The world's first bus service using a regular hydrogen fuel cell will begin on Saturday at a Japanese airport.
A 65-seat bus, manufactured by Toyota and Hino, will transport passengers to and from the Central Japan International Airport (Centrair) near the city of Nagoya in southern Japan, according to sources at Toyota.
"The airport was built on environmentally friendly principles, such as efficient use of energy and low pollution, so we have been happy to cooperate with Toyota on this project, and we hope we can use more vehicles like this in the future," Yuki Hasegawa, of Centrair's general affairs division, told vnunet.com.

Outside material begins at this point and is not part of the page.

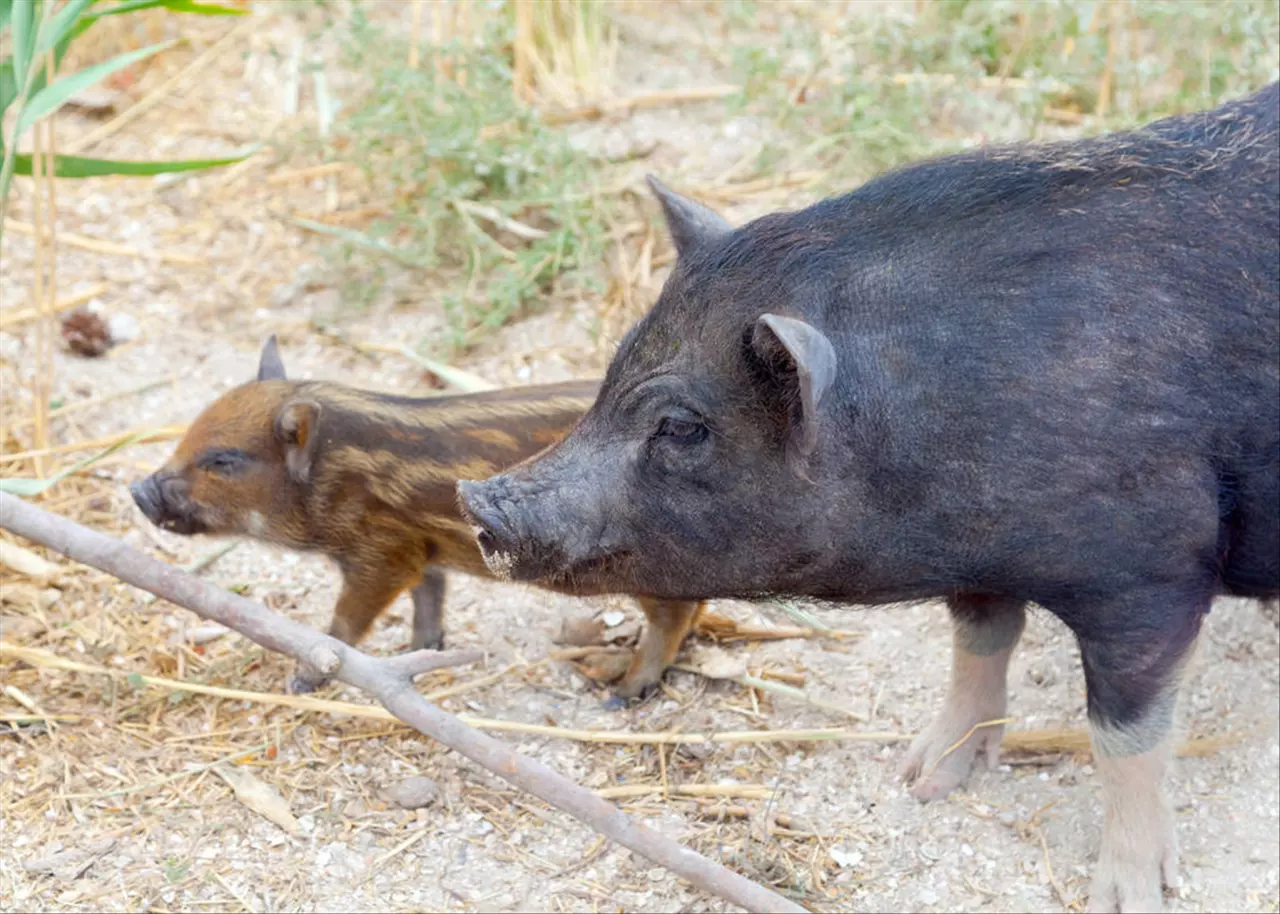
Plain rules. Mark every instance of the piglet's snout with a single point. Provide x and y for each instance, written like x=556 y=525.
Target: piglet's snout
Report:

The airport, completed last year, makes extensive use of solar panels and other green concepts.
The new bus is particularly notable because it uses pure hydrogen as fuel. Typically, fuel cells have used hydrogen in an intermediate format, such as methanol, because it is difficult to store and handle in its gaseous state.
In the bus, the gas is absorbed and later released by an alloy honeycomb inside the vehicle's fuel tank.
The fuel cell generates electricity which drives the vehicle's electric motor. The bus also uses a secondary battery for storing and reusing energy generated during braking.
Toyota claims that its pure hydrogen technology is on the verge of surpassing gasoline engines in power density.